On Jan. 9, closer Liam Hendriks announced he has cancer, adding a layer of real-life gloom. And on Jan. 24, it became known that Clevinger is under investigation by Major League Baseball for allegations of domestic abuse of his 10-month-old child and the child’s mother. The former brought about sadness and emotion. The latter sadness and rage.

On paper, the Sox will enter 2023 as a contender in the American League Central, which they won in 2021 for their first division title since 2008. They have stars such as Tim Anderson and Dylan Cease, past All-Stars Lance Lynn, Lucas Giolito, Yasmani Grandal and Benintendi, and potential stars in Luis Robert, Eloy Jimenez and Yoan Moncada, who should arrive at camp with chips on their shoulders after last season’s bust. They also have a new manager in Pedro Grifol and a revamped coaching staff.

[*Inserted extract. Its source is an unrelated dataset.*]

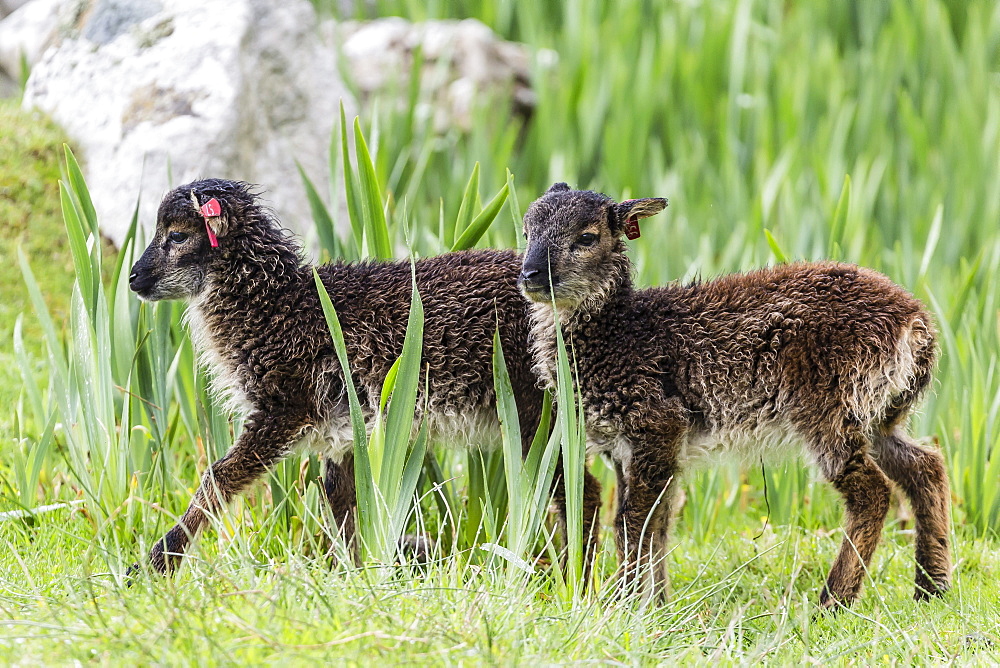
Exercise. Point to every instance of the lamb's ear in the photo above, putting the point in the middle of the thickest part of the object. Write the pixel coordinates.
(216, 218)
(631, 211)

But the usual anticipatory buzz around spring doesn’t seem to exist, thanks in large part to the Clevinger news, even though the Sox didn’t know about the investigation when they signed him.

At the winter meetings in San Diego in December, Sox general manager Rick Hahn said Sox fans’ faith in the organization would have to be earned after a .500 season in the thick of a contention window. Flash back to when Hahn earned Chicago Person of the Year accolades in 2017 and Sporting News Executive of the Year in 2020 as the Sox’ front-office face of the rebuild that rejuvenated a fan base going all-in on the plan. It all seemed to be working splendidly in the abbreviated 2020 season when the Sox snared a wild-card berth for their first postseason appearance since 2008.

They lost the best-of-three series and fired manager Rick Renteria before chairman Jerry Reinsdorf brought La Russa out of retirement believing he would do better, despite knowing of La Russa’s second DUI. La Russa won in 2021 then oversaw a retreat to 81-81 in 2022, a season marked by questionable decisions, odd lineups and leadership issues that did nothing to polish La Russa’s Hall of Fame legacy.

The team, ravaged by injuries and sapped by a lackluster look on the field and in the dugout, fell out of favor with fans, who chanted “Fire Tony” and hoisted “Sell the team” signs.

Grifol, 52, was hired Nov. 3 as the organization’s 42nd manager, and on his shoulders falls the front office’s hope for a turnaround. Despite no managerial experience, Grifol’s arrival was largely received as a breath of fresh air signaling a needed restart with new coaches Charlie Montoyo, Jose Castro, Chris Johnson, Eddie Rodriguez and Mike Tosar.

Motivated by last season’s failures, players approached offseason workouts and preparation bent on a turnaround. But the front office appears to be leaning on rookies to man second base and right field and has done little besides sign Benintendi to a franchise-record $75 million contract and Clevinger to a one-year, $12 million deal. With Clevinger, who denied the allegations, still under investigation, it’s not known whether he will be at camp, and his status is unclear. League policy prevents the Sox from disciplining Clevinger now.

Day 1 for pitchers and catchers is Wednesday. The first full-squad workout is Feb. 20.

In Arizona, the sun will be shining brightly. The Sox desperately need the warmth.